Assume a “startup” period, from 0 to t in the figure above, where work is done but no profit or revenue is yet accrued. During this period, assuming a constant rate of work, the circulating supply of shares will increase linearly. Then, at time t, the business becomes profitable, and share buybacks commence. Assuming each share is priced according to the formula above, the circulating supply becomes stable with s shares in circulation. The valuation of such a company then reflects the amount of work required to get the company to the point where it became profitable, since we can measure that amount of work via the number of shares issued before time t. An investor could purchase the business depicted at the valuation determined by its share price times s—the number of shares in circulation—or spend a theoretically equivalent amount of capital starting another business from scratch.
Investment
The primary argument for a fixed number of shares in a business is the case of the investors. Assuming a constant market capitalization, an increase in the number of shares yields a decrease in individual share value, otherwise known as dilution. This framework does introduce dilution, but in a purposeful and quantified manner. As part of an investor’s due diligence, rather than calculating share value based on a fixed supply, their calculations would be based on a fixed rate of supply increase. Supplanting the passive investment commonplace today, where investors expect constant growth by the nature of our economy, the share value of a company with Inflationary Equity would only yield a return on investment if the value increase exceeded that of the shares created. This would only occur, in other words, if their investment unlocked greater potential value in the company. While a return could exist, it would not last forever. The rate of share issuance would need to be accounted for in an investment; by introducing a time horizon, an investor can expect a certain return within a certain timeframe—beyond that, their ownership will be diluted by the shares awarded to the company’s workers for the labor they’ve continuously put forth.

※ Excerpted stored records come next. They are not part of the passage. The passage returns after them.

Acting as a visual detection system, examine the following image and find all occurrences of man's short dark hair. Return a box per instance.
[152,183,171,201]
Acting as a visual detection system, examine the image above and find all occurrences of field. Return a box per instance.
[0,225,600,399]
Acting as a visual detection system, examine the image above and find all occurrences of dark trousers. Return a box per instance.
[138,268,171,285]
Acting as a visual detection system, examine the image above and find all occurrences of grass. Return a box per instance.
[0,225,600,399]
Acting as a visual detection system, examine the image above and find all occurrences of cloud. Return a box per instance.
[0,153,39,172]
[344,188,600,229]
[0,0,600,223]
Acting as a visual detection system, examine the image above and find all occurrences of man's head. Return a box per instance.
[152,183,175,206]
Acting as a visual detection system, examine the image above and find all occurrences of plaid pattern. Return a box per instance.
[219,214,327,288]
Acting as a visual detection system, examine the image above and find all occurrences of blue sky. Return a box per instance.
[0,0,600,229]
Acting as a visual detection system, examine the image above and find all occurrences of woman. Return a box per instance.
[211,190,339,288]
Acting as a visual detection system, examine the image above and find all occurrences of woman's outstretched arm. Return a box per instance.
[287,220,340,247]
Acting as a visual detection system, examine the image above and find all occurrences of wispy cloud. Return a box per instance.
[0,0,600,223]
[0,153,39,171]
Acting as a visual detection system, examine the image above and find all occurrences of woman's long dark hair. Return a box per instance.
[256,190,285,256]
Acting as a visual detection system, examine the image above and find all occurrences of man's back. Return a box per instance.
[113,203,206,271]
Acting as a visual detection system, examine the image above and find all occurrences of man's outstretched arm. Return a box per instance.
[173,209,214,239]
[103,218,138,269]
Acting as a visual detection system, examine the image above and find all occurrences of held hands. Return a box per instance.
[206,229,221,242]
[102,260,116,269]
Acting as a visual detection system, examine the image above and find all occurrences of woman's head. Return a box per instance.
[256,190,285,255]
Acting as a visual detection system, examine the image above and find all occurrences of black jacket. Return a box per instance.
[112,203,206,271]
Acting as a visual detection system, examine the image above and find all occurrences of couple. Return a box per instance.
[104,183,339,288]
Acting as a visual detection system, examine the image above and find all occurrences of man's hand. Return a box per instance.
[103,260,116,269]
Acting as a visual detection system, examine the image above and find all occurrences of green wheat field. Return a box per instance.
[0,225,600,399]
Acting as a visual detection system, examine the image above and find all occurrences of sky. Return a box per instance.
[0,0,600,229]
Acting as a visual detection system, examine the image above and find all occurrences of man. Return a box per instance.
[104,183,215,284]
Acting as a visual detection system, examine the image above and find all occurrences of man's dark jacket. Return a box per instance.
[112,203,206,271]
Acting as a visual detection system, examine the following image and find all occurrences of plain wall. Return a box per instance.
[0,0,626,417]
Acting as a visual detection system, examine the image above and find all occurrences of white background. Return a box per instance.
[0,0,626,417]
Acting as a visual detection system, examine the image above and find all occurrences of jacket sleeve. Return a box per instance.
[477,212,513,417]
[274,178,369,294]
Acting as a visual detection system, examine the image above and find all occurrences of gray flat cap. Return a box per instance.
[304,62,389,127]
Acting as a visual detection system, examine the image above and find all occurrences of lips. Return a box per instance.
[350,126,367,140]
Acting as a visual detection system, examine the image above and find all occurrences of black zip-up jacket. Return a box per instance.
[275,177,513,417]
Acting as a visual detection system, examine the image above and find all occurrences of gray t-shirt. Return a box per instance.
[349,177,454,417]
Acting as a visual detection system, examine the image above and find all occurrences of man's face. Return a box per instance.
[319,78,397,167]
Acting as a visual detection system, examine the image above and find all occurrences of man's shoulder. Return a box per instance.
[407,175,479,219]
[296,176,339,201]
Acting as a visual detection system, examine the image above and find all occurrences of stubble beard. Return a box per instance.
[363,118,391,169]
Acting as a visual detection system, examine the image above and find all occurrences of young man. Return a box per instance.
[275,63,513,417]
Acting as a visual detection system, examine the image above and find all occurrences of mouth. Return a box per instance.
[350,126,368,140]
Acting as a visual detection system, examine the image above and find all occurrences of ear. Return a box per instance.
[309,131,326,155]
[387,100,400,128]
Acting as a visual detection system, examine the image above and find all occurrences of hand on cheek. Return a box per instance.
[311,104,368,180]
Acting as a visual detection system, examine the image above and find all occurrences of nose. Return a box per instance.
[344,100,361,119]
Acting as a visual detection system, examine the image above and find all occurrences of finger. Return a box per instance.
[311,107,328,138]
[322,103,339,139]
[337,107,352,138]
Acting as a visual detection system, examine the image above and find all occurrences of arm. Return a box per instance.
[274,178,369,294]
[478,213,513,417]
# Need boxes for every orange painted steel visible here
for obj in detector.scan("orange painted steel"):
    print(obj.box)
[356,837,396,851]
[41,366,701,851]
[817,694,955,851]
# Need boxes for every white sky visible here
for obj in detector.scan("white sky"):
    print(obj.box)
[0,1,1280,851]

This could mean that the term sheet for a young startup looks significantly different from the current norm. Rather than awarding 10% or 20% equity to an early stage investor, the company might accept investment that is four or five times the quantity that the founders currently hold, giving the investors a significant, if temporary, majority stake in the business. Due to the inflationary nature of the startup’s equity, in time investors’ stake would decrease as workers’ shares increase. The goal, of course, would be that the company’s rate of growth eventually outpaced the rate of share issuance. This is a marginally more complex equation to configure these early stage investments, but certainly not an inhibitory amount of effort for the size of investment these investors make.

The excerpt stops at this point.